美羽はキャミソールとくまさんパンツと言う完全な寝間着だった。しかもキャミソールを捲りあげられたのでお臍もくまさんパンツも丸見えだ。

美羽は手首を揉み合わせてみる。手首の皮が引き攣れる感覚があるだけでベッタリ貼り付いたテープは剥がれない。

「んんんー…無理か…」

口で剣を引っ張り出して刃を当ててみる。

剣では大きすぎて肌が切れそうで無理か…

「んんんー…あぁぁぁぁぁ…うおぉー…はぁはぁ…」

どんなに力を入れてもテープはビクともしない。

「縄抜けスキルがあれば…」

(注)縄ではなくダクトテープである。

しばらくもがいていたが全く剥がれる気配がなかった。

「もう武器屋閉まってるし…」

深夜にパンツ丸出しで縛られたまま外出など暴漢に襲われに行くようなものだ…

「もーいい寝る!」

美羽は布団の上に寝転がって寝てしまった。

朝になり部屋を出ようとしたら手が届かない。

「ゔぁ゙ぁ゙ぁ゙ぁ゙ドア開けられないー!」

しばらく手で開けようと苦戦していたが結局お行儀悪く足でドアを開けて武器屋まで寝間着で走る。

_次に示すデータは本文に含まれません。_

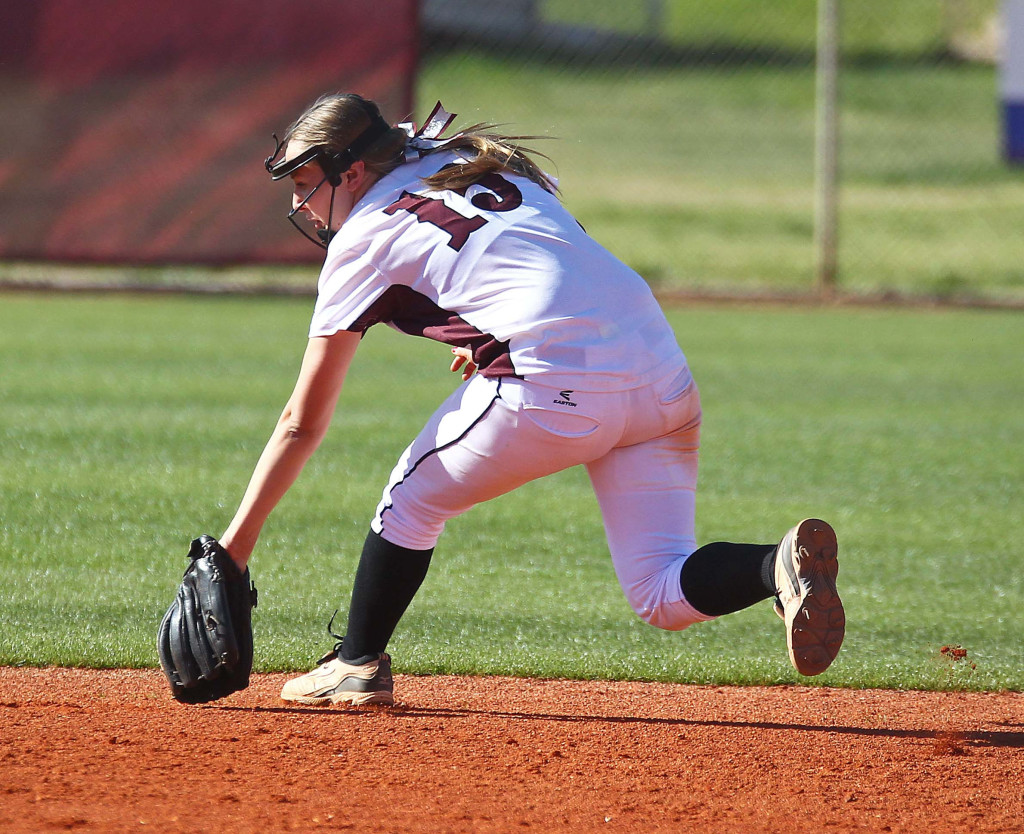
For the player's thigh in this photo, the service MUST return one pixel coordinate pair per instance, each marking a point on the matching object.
(647, 496)
(507, 444)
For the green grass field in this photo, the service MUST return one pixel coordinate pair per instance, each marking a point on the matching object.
(704, 177)
(701, 178)
(130, 424)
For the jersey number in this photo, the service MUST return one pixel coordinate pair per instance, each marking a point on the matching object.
(504, 196)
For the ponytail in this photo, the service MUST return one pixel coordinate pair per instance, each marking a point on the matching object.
(488, 153)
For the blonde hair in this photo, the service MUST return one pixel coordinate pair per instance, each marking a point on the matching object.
(336, 120)
(488, 153)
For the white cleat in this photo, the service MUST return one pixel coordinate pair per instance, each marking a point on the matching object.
(806, 598)
(335, 681)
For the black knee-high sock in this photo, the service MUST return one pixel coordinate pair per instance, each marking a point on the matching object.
(386, 581)
(723, 577)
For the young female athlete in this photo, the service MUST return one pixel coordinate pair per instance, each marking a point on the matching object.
(465, 241)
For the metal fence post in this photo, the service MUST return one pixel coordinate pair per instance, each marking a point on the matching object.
(826, 148)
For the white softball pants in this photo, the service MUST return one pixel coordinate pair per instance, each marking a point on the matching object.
(639, 447)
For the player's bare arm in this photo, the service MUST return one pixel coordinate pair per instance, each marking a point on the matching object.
(299, 431)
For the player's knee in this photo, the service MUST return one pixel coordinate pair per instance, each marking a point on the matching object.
(658, 602)
(670, 617)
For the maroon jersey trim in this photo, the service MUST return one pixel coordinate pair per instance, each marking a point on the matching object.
(413, 313)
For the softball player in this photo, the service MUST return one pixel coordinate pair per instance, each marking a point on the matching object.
(566, 359)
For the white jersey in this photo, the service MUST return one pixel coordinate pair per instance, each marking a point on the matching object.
(502, 268)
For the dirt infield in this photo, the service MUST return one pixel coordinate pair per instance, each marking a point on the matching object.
(111, 751)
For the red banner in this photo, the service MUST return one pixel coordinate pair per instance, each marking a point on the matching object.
(136, 131)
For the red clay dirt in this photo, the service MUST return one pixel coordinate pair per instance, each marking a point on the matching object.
(110, 751)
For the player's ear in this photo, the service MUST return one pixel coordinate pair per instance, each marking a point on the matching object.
(355, 176)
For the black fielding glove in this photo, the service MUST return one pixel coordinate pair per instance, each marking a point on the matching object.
(205, 640)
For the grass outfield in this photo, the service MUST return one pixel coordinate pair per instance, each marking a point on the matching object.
(131, 424)
(705, 177)
(702, 178)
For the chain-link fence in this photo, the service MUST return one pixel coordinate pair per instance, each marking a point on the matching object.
(683, 133)
(686, 134)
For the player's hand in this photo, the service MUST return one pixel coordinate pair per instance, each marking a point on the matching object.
(463, 359)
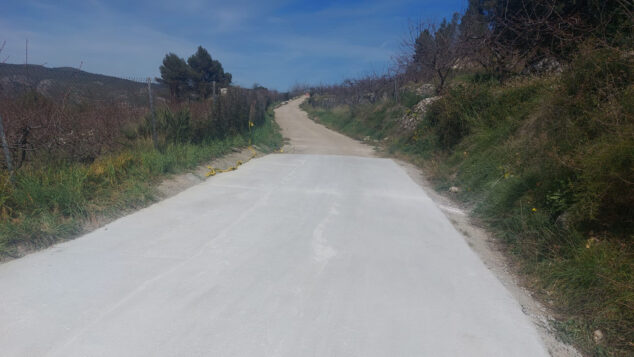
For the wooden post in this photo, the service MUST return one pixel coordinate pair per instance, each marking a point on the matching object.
(5, 148)
(154, 134)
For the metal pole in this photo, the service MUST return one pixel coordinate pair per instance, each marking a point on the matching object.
(7, 153)
(154, 134)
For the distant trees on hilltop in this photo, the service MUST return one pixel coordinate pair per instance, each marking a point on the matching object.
(196, 76)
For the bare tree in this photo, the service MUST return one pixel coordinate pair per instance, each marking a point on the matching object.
(436, 50)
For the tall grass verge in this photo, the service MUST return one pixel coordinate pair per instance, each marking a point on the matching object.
(52, 201)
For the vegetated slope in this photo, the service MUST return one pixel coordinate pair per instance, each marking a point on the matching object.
(51, 201)
(82, 146)
(56, 83)
(548, 164)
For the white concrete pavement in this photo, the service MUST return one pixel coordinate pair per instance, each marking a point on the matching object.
(291, 255)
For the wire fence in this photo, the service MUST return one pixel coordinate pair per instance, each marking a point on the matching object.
(69, 114)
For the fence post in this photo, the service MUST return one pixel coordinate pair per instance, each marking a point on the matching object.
(154, 134)
(396, 90)
(5, 148)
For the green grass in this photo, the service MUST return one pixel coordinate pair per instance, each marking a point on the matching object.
(548, 165)
(53, 201)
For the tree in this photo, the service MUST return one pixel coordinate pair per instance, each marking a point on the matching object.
(519, 33)
(176, 74)
(205, 71)
(436, 49)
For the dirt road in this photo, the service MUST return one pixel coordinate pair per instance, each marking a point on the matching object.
(291, 255)
(306, 137)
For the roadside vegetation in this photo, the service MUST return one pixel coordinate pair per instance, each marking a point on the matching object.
(79, 162)
(539, 143)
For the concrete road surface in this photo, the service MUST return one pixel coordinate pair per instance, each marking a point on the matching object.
(291, 255)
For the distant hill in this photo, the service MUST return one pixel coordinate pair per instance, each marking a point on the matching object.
(78, 85)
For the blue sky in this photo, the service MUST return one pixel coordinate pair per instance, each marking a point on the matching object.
(275, 43)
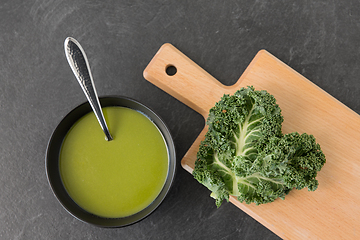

縛られていて靴も履けないので裸足のまま走っていく。足の裏が痛いが構わず走る。

町の人々にぐるぐる巻きの寝間着姿披露しながら駆け抜けて行って武器屋へ転がり込む。

「いらっしゃい…なんて格好…」

「宿に魔王が来て縛られた…」

「なんじゃそりゃ?」

経緯を話すとオヤジは水を付けてミスリルのテープを剥がしていく。

美羽は寝間着姿を見られて恥ずかしいが剥がし終わるまで俯いて耐えている。

「やっと剥がせた…」

「オヤジさんありがとう///////」

「その格好で宿まで帰らせる訳にもいかんし…」

オヤジは奥から古いマントと草履を持ってきて美羽に渡す。

「ありがとう///////」

「後で剣持ってここへ来い。ヒヒイロカネの剣をミスリルと混ぜて打ち直す。オルハリコンの剣になるぞ!」

「うちは結局縛られた呪いの装備で強くなっていくのね…」

美羽はガックリ項垂れるが対魔王の最強剣が手に入る事となった。